Kaki Naina Lemas, tapi Xero yang masih memegangi kakinya untuk berlutut seolah menyangganya agak tidak roboh.
Kenapa air mataku tidak mau keluar. Apakah dirinya terlalu syok, atau memang sebenarnya air matanya telah kering.
Sementara itu Xero masih memohon di kakinya.
"Bangunlah, tidak pantas bagi seorang raja untuk berlutut dan memohon. Terlebih untuk seorang seperti saya."
Naina akhirnya mengembalikan rasionalitasnya.
Tapi Xero masih berlutut, baginya seluruh ketidak bahagiaan Naina adalah dia penyebabnya . Akan lebih bagus kalau Naina sekarang marah, memukulnya atau mencoba menyakitinya. Tetapi diamnya Naina justru membuat Xero gusar.
"Bangunlah Yang Mulia!" Naina menyerukan kalimat tersebut lagi sembari menunduk dan mengangkat badan Xero. Akan tidak pantas jika ada pelayan yang lewat dan melihat kejadian tersebut.
"Apa yang berubah?" Naina ingin mengucapkan kata kata tersebut. Tapi ditahannya.
Naina membawa Xero duduk di sofa kamarnya. Saat Xero duduk, Naina yang hendak pergi untuk menyeduh teh sendiri tiba tiba di tahan Xero tangannya .
"Ah... Saya hendak menyeduh teh untuk Yang Mulia."
Xero menarik Naina lalu memeluknya. Naina masih berdiri, sedangkan Xero sudah membenamkan wajahnya di dada Naina.
Naina dengan sabar mengusap kepala Xero. Mungkin saat ini, dia hanya butuh di tenangkan. Lama sekali keintiman mereka sampai akhirnya Naina buka suara.
"Yang Mulia, tolong ijinkan saya untuk menyajikan makanan dan minuman. Bukankah Yang Mulia dari perjalanan jauh kemari?"
Setelah Naina mengatakan tersebut, pelukan Xero melonggar dan Naina undur diri.

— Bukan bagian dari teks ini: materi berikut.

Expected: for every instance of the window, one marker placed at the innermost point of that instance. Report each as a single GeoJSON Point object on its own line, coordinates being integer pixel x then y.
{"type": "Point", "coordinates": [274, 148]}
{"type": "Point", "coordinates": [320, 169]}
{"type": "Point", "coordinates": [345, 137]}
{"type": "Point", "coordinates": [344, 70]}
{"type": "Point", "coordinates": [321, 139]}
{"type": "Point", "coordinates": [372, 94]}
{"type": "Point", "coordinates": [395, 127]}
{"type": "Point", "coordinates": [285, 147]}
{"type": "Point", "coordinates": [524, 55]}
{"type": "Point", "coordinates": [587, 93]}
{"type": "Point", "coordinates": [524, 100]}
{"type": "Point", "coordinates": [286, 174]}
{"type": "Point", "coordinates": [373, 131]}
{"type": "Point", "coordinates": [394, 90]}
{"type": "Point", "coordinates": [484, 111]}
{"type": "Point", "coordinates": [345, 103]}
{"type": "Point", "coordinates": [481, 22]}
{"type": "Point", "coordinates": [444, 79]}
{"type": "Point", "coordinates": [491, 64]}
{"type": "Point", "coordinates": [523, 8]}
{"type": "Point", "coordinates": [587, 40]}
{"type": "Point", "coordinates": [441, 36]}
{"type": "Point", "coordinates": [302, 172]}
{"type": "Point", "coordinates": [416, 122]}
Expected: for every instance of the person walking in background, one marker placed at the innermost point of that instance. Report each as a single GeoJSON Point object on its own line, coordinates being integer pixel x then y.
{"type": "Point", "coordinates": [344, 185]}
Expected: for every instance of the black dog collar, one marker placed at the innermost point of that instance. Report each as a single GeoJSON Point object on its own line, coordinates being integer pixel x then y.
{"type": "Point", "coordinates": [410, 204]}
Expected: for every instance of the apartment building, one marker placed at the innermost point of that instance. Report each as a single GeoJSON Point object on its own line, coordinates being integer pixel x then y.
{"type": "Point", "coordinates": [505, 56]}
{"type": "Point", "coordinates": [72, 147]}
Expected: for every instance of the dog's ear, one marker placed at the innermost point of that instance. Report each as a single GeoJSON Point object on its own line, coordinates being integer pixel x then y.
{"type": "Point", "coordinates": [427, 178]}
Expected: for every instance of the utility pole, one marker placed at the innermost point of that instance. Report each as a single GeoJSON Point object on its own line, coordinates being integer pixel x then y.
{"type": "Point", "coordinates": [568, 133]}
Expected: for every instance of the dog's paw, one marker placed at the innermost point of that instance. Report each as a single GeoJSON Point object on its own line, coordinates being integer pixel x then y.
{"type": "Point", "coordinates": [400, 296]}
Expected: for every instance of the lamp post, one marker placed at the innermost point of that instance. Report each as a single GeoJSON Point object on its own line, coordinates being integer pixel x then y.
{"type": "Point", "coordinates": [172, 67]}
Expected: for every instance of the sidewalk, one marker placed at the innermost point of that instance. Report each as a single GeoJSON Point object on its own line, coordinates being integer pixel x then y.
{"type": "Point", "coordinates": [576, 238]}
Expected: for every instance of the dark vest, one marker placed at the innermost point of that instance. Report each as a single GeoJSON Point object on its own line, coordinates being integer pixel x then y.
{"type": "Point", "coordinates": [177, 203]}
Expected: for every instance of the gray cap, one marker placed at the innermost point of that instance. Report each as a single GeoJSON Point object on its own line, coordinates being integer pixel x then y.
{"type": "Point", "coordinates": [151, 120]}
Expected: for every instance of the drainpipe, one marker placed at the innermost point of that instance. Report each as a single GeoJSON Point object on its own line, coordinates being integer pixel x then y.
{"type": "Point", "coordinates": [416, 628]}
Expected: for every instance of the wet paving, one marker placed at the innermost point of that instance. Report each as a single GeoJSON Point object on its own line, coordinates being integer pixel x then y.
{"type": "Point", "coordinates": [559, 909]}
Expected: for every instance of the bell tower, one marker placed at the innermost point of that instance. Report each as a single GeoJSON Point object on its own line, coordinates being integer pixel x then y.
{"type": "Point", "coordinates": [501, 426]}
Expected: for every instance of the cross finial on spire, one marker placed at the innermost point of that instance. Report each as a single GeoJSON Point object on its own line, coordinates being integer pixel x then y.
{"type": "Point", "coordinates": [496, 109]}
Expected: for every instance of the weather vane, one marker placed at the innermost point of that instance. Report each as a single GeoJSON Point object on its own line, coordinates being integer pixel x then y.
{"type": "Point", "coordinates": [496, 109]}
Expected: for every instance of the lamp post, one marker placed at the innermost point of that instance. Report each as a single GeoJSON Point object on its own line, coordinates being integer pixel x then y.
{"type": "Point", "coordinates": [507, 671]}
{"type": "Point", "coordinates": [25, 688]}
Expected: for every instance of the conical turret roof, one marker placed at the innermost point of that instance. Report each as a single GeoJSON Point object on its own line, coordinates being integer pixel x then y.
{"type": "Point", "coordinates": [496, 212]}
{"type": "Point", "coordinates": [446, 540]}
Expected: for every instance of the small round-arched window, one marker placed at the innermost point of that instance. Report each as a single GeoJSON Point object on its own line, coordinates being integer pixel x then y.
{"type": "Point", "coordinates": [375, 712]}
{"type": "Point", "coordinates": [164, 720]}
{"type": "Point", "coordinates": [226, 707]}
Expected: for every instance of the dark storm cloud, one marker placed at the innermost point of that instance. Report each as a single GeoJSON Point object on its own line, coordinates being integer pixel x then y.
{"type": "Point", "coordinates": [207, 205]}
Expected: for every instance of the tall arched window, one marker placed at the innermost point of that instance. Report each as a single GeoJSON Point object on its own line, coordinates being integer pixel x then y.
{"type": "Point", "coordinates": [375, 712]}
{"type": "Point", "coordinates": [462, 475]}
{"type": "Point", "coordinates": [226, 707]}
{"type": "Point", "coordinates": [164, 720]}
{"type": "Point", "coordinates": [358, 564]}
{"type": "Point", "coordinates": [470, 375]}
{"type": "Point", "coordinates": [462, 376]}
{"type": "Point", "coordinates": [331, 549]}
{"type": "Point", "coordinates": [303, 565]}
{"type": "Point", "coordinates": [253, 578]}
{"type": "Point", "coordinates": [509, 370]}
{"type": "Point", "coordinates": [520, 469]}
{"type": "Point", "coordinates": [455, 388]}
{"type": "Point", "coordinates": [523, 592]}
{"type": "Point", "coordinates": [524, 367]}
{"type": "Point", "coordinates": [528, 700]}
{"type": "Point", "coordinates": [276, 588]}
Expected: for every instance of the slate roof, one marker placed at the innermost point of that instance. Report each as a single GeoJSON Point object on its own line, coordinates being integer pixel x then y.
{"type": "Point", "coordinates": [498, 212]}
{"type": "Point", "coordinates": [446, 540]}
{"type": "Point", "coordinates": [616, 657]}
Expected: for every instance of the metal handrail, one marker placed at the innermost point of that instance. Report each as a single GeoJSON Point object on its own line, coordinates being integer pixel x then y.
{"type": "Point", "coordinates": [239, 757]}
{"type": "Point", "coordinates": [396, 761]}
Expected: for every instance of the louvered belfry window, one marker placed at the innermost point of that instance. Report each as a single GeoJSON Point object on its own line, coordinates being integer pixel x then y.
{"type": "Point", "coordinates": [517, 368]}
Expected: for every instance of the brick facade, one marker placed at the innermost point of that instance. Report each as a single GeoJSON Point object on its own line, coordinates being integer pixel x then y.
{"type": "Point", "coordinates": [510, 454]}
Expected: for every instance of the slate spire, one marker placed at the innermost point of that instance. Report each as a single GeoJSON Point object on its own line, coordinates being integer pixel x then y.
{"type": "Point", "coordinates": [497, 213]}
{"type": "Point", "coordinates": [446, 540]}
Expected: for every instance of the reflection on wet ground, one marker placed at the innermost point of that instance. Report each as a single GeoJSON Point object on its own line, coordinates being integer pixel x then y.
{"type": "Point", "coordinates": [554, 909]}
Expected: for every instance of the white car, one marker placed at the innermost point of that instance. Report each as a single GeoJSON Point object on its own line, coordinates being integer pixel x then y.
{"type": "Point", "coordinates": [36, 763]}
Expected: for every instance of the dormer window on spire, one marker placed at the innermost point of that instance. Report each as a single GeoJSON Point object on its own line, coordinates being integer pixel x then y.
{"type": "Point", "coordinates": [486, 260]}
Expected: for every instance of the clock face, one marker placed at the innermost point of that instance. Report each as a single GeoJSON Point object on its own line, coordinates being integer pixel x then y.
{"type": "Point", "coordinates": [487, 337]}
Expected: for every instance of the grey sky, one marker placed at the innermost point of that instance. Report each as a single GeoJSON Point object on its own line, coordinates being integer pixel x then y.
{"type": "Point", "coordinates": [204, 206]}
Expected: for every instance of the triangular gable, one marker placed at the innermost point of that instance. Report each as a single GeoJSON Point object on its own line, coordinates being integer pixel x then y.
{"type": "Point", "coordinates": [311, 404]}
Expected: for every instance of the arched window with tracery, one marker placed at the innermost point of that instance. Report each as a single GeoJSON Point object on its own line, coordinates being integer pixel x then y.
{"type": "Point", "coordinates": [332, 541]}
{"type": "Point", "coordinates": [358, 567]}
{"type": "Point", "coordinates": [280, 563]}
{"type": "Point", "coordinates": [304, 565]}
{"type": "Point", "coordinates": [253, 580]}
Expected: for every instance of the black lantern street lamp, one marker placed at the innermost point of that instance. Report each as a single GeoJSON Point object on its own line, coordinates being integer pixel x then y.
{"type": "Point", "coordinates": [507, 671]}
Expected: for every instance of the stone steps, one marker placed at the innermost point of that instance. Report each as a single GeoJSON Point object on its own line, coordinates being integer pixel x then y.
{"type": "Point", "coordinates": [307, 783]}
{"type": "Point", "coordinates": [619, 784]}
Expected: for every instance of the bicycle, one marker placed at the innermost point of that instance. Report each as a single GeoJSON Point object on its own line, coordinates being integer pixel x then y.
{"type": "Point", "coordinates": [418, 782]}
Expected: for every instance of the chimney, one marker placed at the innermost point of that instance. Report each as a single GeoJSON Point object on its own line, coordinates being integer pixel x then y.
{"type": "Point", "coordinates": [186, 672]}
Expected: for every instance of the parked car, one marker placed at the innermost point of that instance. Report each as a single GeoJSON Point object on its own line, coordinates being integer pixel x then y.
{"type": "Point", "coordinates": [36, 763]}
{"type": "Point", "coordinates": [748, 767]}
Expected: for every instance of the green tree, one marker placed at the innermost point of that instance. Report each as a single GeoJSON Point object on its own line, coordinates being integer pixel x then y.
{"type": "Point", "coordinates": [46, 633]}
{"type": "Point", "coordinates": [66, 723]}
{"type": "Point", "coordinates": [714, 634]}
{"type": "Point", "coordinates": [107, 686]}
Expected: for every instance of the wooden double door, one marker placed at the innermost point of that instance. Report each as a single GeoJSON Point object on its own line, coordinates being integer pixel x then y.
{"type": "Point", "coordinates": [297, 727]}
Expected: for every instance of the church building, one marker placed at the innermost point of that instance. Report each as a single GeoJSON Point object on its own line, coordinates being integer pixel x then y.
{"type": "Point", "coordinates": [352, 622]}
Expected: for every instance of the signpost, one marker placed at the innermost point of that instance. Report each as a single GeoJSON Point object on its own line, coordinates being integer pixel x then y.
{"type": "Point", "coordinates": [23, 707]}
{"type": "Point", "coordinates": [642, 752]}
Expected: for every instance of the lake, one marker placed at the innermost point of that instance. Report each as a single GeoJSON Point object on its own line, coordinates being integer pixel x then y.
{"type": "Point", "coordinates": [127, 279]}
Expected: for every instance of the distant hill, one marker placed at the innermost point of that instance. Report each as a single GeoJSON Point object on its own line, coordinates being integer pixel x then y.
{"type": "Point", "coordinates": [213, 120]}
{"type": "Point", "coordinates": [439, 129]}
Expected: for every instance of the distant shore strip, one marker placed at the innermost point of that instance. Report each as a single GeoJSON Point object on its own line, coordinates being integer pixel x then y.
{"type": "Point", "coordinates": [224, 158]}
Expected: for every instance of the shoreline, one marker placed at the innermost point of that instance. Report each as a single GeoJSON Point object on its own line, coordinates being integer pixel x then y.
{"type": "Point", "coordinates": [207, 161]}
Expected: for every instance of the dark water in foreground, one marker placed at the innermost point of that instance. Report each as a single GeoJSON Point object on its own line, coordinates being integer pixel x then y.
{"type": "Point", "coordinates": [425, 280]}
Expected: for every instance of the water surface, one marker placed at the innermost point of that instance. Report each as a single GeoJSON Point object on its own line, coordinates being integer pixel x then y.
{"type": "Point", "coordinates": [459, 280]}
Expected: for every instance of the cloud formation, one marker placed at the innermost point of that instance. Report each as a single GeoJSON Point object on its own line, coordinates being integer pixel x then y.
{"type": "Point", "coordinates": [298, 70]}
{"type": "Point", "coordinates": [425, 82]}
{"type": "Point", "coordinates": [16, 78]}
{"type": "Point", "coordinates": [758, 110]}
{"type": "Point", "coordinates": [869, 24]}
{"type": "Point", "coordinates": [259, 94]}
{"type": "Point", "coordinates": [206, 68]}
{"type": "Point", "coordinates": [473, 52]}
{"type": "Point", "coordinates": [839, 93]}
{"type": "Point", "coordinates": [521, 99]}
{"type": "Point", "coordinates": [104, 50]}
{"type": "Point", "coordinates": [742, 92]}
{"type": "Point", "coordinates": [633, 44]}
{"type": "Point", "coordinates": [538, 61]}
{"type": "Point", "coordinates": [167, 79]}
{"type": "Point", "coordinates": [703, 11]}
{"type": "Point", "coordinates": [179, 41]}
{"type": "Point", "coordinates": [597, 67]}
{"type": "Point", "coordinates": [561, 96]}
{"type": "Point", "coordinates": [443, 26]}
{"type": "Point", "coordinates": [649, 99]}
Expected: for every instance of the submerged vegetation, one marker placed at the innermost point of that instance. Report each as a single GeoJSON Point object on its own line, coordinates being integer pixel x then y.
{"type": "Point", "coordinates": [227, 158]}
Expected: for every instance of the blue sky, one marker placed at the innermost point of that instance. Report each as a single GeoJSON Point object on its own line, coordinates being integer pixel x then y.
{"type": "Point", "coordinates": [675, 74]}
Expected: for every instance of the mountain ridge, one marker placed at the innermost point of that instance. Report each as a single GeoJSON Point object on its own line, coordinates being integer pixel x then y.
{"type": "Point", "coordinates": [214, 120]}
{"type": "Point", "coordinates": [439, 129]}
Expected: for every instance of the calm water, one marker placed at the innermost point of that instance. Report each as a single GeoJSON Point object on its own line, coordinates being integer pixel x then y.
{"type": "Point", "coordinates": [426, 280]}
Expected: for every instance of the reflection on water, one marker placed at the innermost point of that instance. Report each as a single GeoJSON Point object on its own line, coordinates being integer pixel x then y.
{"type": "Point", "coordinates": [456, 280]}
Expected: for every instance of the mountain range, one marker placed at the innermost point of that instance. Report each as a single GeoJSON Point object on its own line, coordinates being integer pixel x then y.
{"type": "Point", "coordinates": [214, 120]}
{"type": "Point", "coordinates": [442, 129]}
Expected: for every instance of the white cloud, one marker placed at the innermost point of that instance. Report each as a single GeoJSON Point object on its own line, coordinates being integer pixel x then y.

Xero tentu saja masih gusar. Naina tak menjawab permohonan maafnya. Semuanya seperti hubungan formal dimana orang yang harus bersimpati saja.
Air mata yang mengalir semuanya hanya dari Xero semata. Ada yang salah, tapi dimana tempatnya .
***
Tak ada pelayan yang berani naik ke lantai 2, tempat Yang Mulia Raja dan Nona Naina bersama. Bahkan Viscountes Riana, Nenek Naina pun diam saja, dia tidak mau mencampuri urusan anak muda.
Begitu suara pintu dibuka dan Naina keluar dari ruangan tersebut turun ke bawah, tepatnya bagian dapur. Semua orang yang penasaran mencoba mendekat. Mereka sebenernya ingin langsung interview tapi ya mengingat status mereka harus menahannya. Hanya berspekulasi secara bebas saja.
"Biarkan saya saja Nona yang menyajikan teh." Seorang pelayan ingin mencoba menyabotase pekerjaan Naina. Jarang sekali ada Nyonya bangsawan yang menyeduh teh sendiri, mereka semua mempercayakan kepada para pelayan.
"Tidak apa-apa, Yang Mulia suka teh hitam yang saya seduh." Naina menjawab dengan tersenyum ramah. Alhasil sang pelayan akhirnya hanya pasrah saja.
Naina juga menyiapkan camilan manis sebagai pendamping minuman yang sedikit pahit tersebut.
Naina naik ke lantai atas kembali dengan tekad siap bertempur.